April 13, 2023

Geometric Distribution - Definition, Formula, Mean, Examples

Probability theory is ac crucial department of mathematics that takes up the study of random occurrence. One of the essential concepts in probability theory is the geometric distribution. The geometric distribution is a distinct probability distribution that models the amount of tests required to obtain the initial success in a secession of Bernoulli trials. In this article, we will define the geometric distribution, extract its formula, discuss its mean, and offer examples.

Meaning of Geometric Distribution

The geometric distribution is a discrete probability distribution that portrays the number of experiments needed to reach the first success in a sequence of Bernoulli trials. A Bernoulli trial is a trial which has two possible outcomes, typically referred to as success and failure. For example, flipping a coin is a Bernoulli trial since it can either come up heads (success) or tails (failure).


The geometric distribution is utilized when the tests are independent, meaning that the outcome of one trial doesn’t affect the outcome of the next test. In addition, the probability of success remains same across all the trials. We could indicate the probability of success as p, where 0 < p < 1. The probability of failure is then 1-p.

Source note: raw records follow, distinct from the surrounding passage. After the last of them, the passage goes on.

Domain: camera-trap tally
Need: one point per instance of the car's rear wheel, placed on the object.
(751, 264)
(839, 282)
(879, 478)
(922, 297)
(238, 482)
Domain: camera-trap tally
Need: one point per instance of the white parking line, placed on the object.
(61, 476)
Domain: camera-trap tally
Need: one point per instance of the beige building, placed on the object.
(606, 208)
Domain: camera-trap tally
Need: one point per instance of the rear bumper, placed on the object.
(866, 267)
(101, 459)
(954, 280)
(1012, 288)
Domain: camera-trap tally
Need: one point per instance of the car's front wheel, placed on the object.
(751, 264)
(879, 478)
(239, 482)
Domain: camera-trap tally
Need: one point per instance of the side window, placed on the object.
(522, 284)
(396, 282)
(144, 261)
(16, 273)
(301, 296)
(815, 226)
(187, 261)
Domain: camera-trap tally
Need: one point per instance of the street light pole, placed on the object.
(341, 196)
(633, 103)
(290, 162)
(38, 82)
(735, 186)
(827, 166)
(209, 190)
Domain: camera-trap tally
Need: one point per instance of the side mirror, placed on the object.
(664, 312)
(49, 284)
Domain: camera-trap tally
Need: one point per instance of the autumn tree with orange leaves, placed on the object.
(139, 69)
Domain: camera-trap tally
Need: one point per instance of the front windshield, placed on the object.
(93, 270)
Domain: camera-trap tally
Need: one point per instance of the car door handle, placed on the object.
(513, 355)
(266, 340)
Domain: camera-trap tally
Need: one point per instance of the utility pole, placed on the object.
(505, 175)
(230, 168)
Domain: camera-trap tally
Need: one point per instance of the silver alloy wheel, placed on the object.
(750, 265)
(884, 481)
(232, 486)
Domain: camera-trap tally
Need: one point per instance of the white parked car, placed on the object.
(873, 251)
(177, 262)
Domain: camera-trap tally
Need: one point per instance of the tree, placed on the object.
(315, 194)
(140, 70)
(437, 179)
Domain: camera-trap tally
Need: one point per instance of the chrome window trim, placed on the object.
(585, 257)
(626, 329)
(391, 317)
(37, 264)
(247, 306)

Formula for Geometric Distribution

The probability mass function (PMF) of the geometric distribution is provided by the formula:


P(X = k) = (1 - p)^(k-1) * p


Where X is the random variable which depicts the number of test required to achieve the initial success, k is the count of trials required to achieve the initial success, p is the probability of success in an individual Bernoulli trial, and 1-p is the probability of failure.

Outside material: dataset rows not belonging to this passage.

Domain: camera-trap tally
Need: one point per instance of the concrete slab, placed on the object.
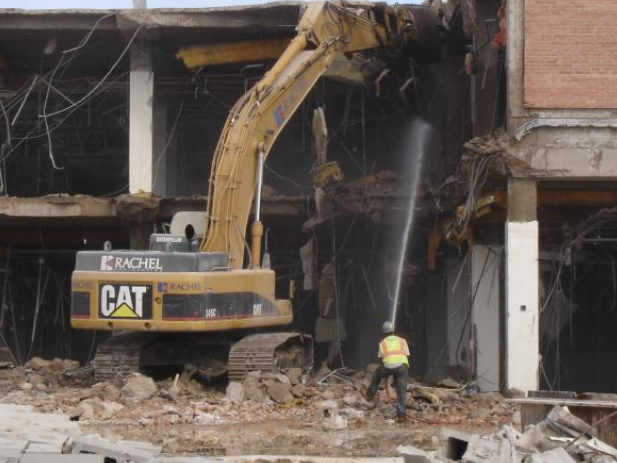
(9, 456)
(309, 459)
(10, 408)
(118, 452)
(60, 458)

Mean of Geometric Distribution:


The mean of the geometric distribution is explained as the expected value of the amount of test needed to obtain the initial success. The mean is given by the formula:


μ = 1/p


Where μ is the mean and p is the probability of success in a single Bernoulli trial.

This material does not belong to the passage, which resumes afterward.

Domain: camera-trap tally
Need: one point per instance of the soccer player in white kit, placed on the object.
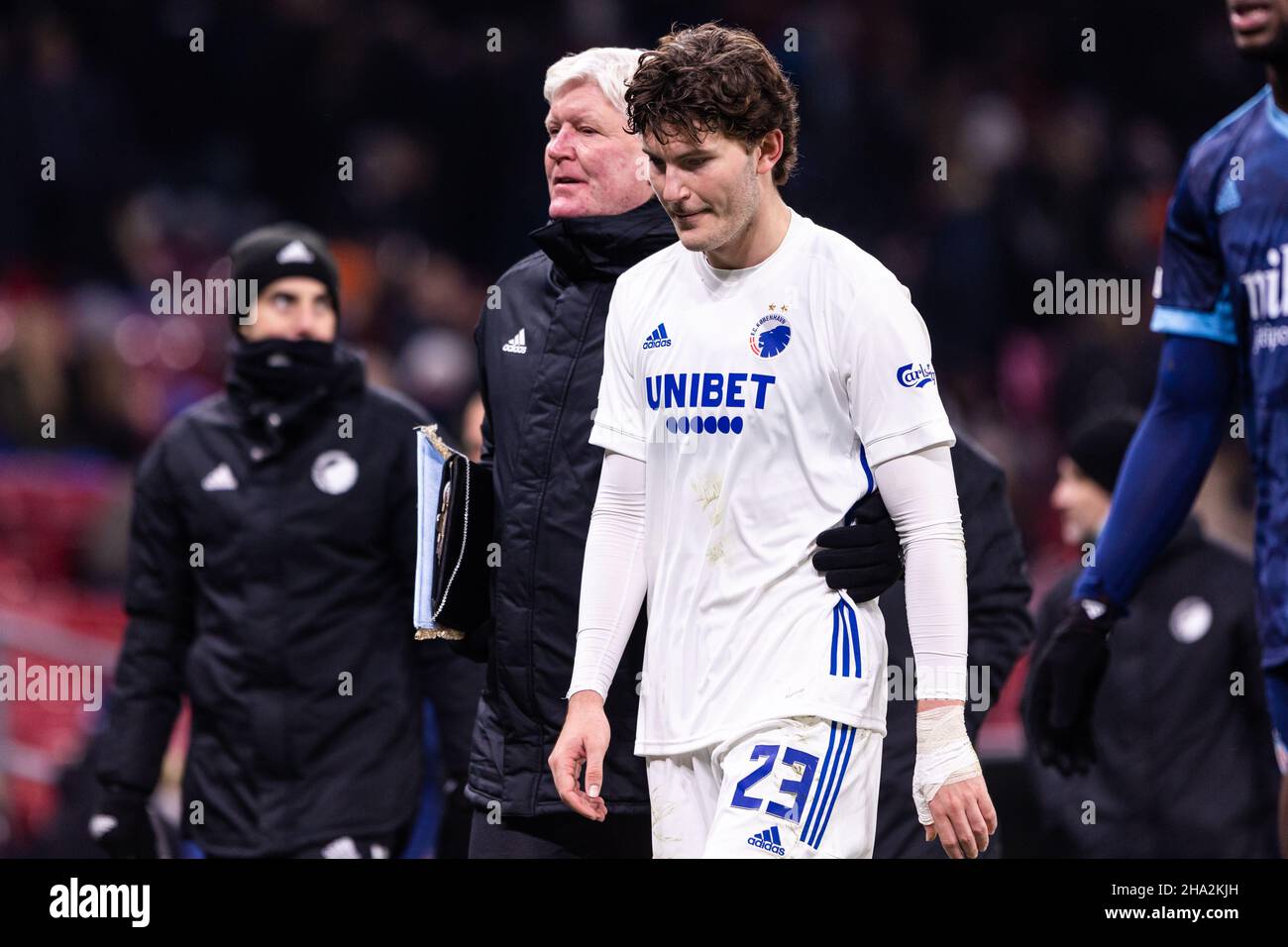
(760, 375)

The mean is the likely number of trials required to get the first success. For instance, if the probability of success is 0.5, then we expect to attain the initial success after two trials on average.

Examples of Geometric Distribution

Here are few primary examples of geometric distribution


Example 1: Flipping a fair coin up until the first head shows up.


Suppose we flip an honest coin till the first head turns up. The probability of success (getting a head) is 0.5, and the probability of failure (getting a tail) is as well as 0.5. Let X be the random variable that depicts the count of coin flips required to obtain the first head. The PMF of X is given by:


P(X = k) = (1 - 0.5)^(k-1) * 0.5 = 0.5^(k-1) * 0.5


For k = 1, the probability of achieving the initial head on the first flip is:


P(X = 1) = 0.5^(1-1) * 0.5 = 0.5


For k = 2, the probability of achieving the initial head on the second flip is:


P(X = 2) = 0.5^(2-1) * 0.5 = 0.25


For k = 3, the probability of achieving the initial head on the third flip is:


P(X = 3) = 0.5^(3-1) * 0.5 = 0.125


And so on.


Example 2: Rolling a fair die until the initial six shows up.


Suppose we roll an honest die till the initial six shows up. The probability of success (getting a six) is 1/6, and the probability of failure (achieving any other number) is 5/6. Let X be the irregular variable that portrays the count of die rolls needed to achieve the first six. The PMF of X is given by:


P(X = k) = (1 - 1/6)^(k-1) * 1/6 = (5/6)^(k-1) * 1/6


For k = 1, the probability of obtaining the initial six on the first roll is:


P(X = 1) = (5/6)^(1-1) * 1/6 = 1/6


For k = 2, the probability of achieving the initial six on the second roll is:


P(X = 2) = (5/6)^(2-1) * 1/6 = (5/6) * 1/6


For k = 3, the probability of obtaining the initial six on the third roll is:


P(X = 3) = (5/6)^(3-1) * 1/6 = (5/6)^2 * 1/6


And so forth.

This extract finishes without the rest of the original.